Finances of Non-Government Non-Financial Large Public Limited Companies:
2009-10
The article presents the financial performance of select 1,752 non-
government non-financial large (with paid-up capital of `1 crore or more) public
limited companies during the financial year 2009-10, based on their audited annual
accounts.
Main Findings
• The aggregate results of the select companies had shown signs of recovery in
2009-10 after the global financial crisis experienced during 2008-09. The
growth rates in major parameters such as sales, value of production,
manufacturing expenses, net worth, etc. improved in 2009-10.
3
• Profitability parameters, viz., gross profits and profits after tax also improved
with positive growth in 2009-10 after recording decline in 2008-09.

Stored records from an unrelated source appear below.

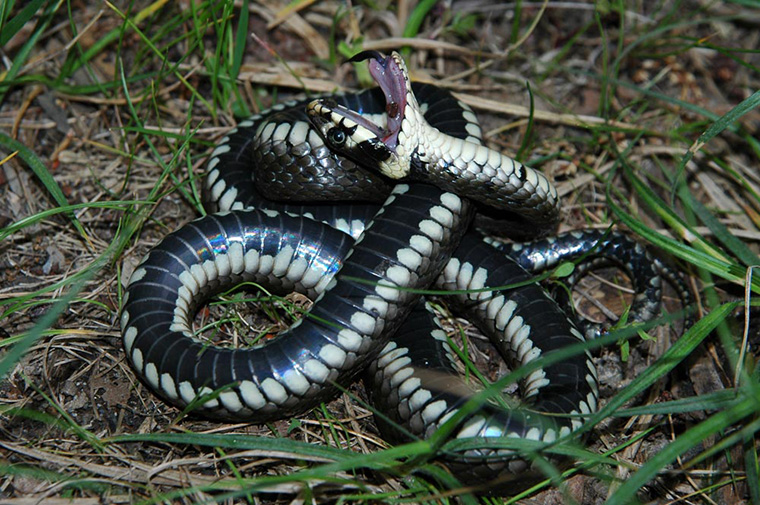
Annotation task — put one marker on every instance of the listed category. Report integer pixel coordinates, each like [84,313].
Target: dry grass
[119,104]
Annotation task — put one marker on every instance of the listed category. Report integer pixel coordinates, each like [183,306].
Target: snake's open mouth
[391,77]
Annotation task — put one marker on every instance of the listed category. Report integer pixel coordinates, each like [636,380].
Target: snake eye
[336,137]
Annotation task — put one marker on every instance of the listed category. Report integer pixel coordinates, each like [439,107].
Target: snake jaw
[355,136]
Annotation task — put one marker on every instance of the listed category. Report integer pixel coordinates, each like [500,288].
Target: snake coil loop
[367,314]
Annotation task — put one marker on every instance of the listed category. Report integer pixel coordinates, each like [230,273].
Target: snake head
[378,147]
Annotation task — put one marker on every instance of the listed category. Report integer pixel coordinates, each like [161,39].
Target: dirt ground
[111,109]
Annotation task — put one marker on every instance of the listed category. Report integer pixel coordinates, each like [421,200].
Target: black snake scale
[362,271]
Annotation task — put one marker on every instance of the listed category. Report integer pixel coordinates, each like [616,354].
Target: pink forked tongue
[391,80]
[390,77]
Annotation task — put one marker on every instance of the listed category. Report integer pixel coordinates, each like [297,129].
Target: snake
[412,178]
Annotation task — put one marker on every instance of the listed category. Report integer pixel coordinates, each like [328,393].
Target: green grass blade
[43,175]
[11,28]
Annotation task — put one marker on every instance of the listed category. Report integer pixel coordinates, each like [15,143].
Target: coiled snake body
[366,314]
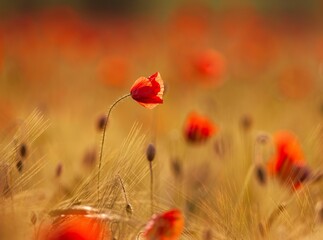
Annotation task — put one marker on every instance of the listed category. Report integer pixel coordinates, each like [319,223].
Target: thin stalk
[103,138]
[151,187]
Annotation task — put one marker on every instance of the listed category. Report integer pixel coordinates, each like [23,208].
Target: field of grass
[250,167]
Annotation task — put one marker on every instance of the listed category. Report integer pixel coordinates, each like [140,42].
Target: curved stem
[151,187]
[103,138]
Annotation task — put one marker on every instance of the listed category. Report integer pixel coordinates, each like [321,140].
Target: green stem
[103,138]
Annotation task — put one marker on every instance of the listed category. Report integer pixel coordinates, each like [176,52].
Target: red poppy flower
[198,128]
[75,227]
[166,226]
[288,164]
[148,92]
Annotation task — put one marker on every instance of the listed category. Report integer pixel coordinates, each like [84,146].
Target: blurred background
[250,66]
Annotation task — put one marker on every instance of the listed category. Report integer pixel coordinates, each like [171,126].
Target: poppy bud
[129,209]
[23,150]
[151,152]
[101,122]
[261,174]
[19,166]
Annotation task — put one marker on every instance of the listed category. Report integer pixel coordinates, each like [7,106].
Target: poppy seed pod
[150,152]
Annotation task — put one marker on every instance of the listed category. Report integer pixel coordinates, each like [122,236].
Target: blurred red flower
[198,128]
[76,227]
[210,64]
[288,163]
[166,226]
[148,92]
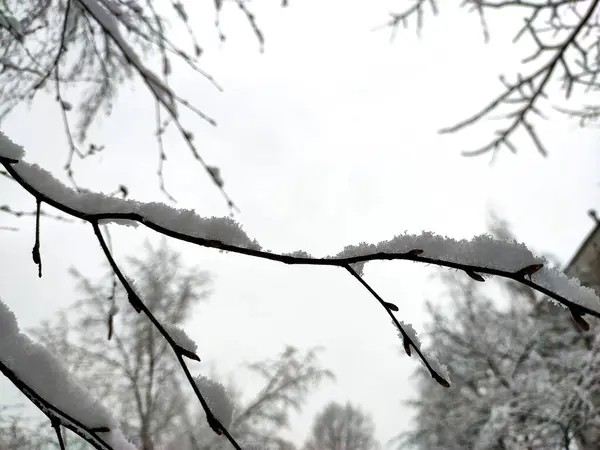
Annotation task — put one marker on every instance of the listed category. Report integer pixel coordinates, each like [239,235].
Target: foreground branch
[481,255]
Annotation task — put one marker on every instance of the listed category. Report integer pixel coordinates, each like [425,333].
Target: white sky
[326,139]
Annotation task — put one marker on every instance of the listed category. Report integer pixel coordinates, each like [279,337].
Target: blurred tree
[524,376]
[82,52]
[342,427]
[288,379]
[135,372]
[563,41]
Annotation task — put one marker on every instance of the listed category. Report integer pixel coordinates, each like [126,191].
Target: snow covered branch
[40,376]
[482,255]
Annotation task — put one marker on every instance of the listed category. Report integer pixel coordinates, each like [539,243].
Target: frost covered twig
[481,255]
[45,382]
[181,347]
[564,35]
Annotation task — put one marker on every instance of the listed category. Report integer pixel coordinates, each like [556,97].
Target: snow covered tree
[342,427]
[477,258]
[561,38]
[525,376]
[288,378]
[122,357]
[135,372]
[83,52]
[99,44]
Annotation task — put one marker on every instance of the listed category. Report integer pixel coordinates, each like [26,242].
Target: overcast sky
[326,139]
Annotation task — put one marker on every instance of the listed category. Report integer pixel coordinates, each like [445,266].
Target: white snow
[100,11]
[219,401]
[44,374]
[9,149]
[181,338]
[483,250]
[410,332]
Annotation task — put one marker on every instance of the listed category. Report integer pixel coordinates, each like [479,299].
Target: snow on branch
[482,255]
[41,377]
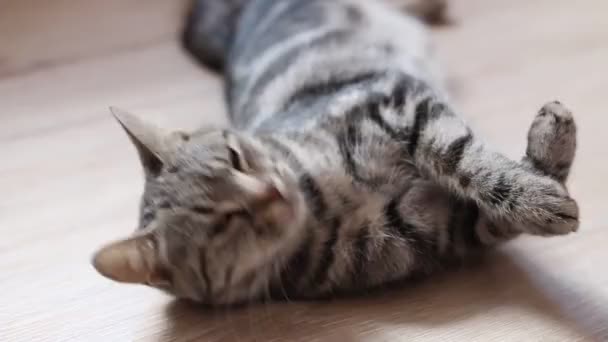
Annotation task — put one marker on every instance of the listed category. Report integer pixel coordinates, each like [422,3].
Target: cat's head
[217,214]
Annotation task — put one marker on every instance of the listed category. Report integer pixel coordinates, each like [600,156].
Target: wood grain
[71,181]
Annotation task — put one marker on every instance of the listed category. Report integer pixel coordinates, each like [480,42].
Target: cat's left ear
[149,140]
[244,155]
[134,260]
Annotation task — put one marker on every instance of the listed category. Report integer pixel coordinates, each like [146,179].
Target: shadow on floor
[500,282]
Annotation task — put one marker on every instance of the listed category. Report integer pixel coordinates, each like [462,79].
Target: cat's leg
[209,30]
[445,149]
[550,151]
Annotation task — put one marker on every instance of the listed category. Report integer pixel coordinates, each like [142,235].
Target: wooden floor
[70,180]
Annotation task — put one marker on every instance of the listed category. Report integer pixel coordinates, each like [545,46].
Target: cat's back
[290,59]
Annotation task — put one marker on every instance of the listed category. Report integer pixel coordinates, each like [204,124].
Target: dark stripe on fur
[420,121]
[360,253]
[205,274]
[463,217]
[500,193]
[328,87]
[422,247]
[455,152]
[348,139]
[314,195]
[469,218]
[280,66]
[296,268]
[328,254]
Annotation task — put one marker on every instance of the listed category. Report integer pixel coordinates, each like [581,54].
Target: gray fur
[347,167]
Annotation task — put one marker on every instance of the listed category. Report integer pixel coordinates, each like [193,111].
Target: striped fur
[347,168]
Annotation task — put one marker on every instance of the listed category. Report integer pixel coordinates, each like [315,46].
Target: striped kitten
[345,168]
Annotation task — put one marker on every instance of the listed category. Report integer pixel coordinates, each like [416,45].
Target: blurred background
[70,180]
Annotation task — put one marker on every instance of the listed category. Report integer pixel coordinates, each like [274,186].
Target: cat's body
[347,170]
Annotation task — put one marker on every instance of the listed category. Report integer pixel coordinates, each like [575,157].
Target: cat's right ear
[147,138]
[133,260]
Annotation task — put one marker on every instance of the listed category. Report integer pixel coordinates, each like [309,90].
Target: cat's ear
[147,138]
[134,260]
[244,156]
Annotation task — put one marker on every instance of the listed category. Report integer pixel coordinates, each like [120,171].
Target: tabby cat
[346,167]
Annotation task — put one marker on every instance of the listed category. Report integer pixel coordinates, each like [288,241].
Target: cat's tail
[208,30]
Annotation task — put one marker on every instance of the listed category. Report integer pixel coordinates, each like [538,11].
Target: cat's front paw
[552,210]
[552,141]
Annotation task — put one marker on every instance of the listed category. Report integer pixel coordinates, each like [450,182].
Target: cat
[345,168]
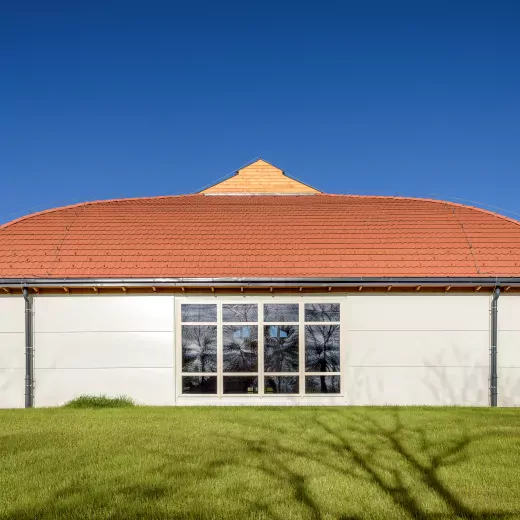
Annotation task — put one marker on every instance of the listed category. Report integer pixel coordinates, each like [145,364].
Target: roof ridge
[198,194]
[426,199]
[88,203]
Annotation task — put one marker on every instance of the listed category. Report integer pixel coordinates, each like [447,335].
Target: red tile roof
[261,236]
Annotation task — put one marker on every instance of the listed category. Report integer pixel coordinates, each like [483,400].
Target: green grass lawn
[260,463]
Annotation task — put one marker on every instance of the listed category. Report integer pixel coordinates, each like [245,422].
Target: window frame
[219,301]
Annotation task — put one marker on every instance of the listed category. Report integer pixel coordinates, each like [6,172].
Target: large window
[260,348]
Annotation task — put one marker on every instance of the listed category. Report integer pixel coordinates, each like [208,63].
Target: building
[261,290]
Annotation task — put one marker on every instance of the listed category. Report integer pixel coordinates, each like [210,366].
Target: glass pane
[322,312]
[199,385]
[240,385]
[199,348]
[282,385]
[322,384]
[240,347]
[281,312]
[240,312]
[198,312]
[281,344]
[322,348]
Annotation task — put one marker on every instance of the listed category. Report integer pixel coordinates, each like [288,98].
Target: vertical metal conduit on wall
[29,354]
[493,387]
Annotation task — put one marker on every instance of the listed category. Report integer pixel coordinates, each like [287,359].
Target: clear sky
[99,103]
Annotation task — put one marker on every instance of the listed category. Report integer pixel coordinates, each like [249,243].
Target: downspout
[29,357]
[493,390]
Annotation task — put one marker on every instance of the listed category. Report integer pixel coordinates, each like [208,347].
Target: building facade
[261,290]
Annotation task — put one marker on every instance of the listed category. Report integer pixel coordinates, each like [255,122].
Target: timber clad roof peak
[269,236]
[259,177]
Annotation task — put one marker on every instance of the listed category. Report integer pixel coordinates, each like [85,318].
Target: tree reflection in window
[322,348]
[281,385]
[199,385]
[322,384]
[283,312]
[240,348]
[199,348]
[281,348]
[322,312]
[198,312]
[240,312]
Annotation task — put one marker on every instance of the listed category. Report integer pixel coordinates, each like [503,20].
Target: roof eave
[263,282]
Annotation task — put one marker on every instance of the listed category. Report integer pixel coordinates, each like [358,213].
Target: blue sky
[100,103]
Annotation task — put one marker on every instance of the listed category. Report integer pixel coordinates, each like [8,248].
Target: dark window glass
[240,348]
[322,384]
[322,312]
[198,312]
[199,348]
[281,385]
[199,385]
[281,348]
[240,385]
[322,348]
[240,312]
[281,312]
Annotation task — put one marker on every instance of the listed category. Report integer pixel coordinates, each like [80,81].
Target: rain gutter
[489,282]
[493,386]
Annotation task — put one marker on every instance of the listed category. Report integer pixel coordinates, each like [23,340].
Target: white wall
[418,349]
[12,352]
[509,350]
[399,349]
[104,344]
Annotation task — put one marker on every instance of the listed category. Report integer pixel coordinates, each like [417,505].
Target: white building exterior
[395,349]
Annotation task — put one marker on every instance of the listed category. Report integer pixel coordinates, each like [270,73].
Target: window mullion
[301,335]
[220,332]
[260,326]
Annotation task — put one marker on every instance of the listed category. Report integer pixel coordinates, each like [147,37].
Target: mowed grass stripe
[260,463]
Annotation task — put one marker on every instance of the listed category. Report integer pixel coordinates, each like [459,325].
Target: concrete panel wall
[104,344]
[399,349]
[509,350]
[418,349]
[12,352]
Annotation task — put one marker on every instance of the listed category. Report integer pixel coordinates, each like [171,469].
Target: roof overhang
[249,282]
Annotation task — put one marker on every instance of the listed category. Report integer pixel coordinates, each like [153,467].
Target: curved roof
[261,236]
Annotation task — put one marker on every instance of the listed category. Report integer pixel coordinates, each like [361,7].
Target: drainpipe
[29,357]
[494,340]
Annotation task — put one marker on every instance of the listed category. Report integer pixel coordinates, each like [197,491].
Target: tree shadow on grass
[398,461]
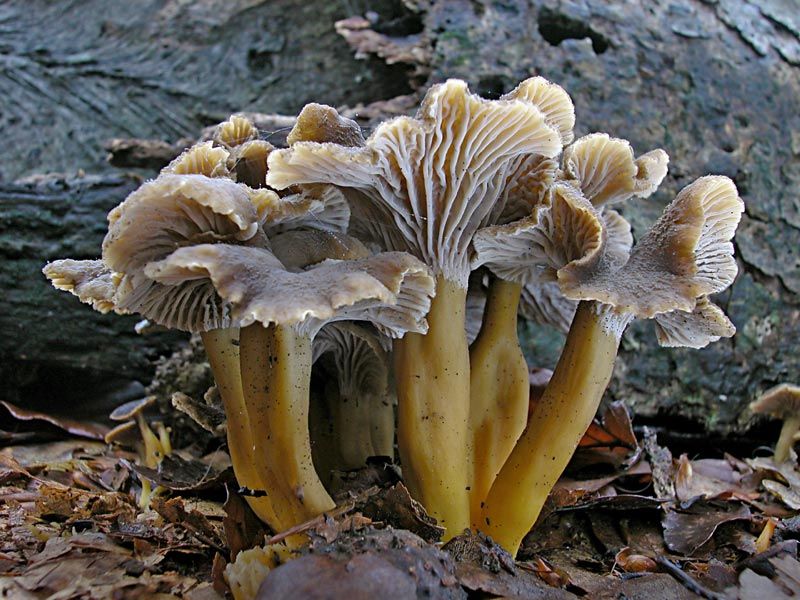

• The profitability and profit allocation ratios, e.g., profit margin, return on equity
and dividends to net worth were higher due to higher profits in 2009-10
compared to that in 2008-09. However, the pace of expansion of business of
the select companies was slower in 2009-10. This led to significant cut-down
in the borrowing requirement.
• For the first time in recent past, stock of capital work-in-progress declined at
end 2009-10 as compared with that of the previous year. However, significant
increase in acquiring plant and machinery during the year led to the growth in
gross fixed assets.
Finances of Foreign Direct Investment Companies: 2008-09
The article assesses the financial performance of select non-government non-
financial foreign direct investment (FDI) companies during 2008-09 based on their
audited annual accounts. The data are presented at the aggregate level for the
select companies and also for select industries and countries of origin.
Main Findings
• The aggregate results of the select FDI companies in 2008-09 revealed that
the global financial crisis during the year had a significant impact on the
performance of the non-government, non-financial, FDI companies.
• While financial performance as indicated by growth rate of sales, value of
production and income moderated, gross profit, profit after tax and profit
retained declined in 2008-09 when compared to those in 2007-08.
• However, the FDI companies performed better than non-FDI companies in
2008-09. The FDI companies experienced a higher growth in sales and lower
decline in gross profit and profit after tax as compared to those of non-FDI
companies. While profit margins of both the groups of companies were at the
same level, return on shareholders' equity of FDI companies was higher as
compared with those of non-FDI companies during 2008-09.
• The FDI companies relied more on borrowings for their financing needs. The
share of incremental bank borrowings in total sources of funds increased in
2008-09. ‘Fixed Assets Formation’ and ‘Loans and Advances and Other
Debtor Balances’ were the major uses of funds during 2008-09.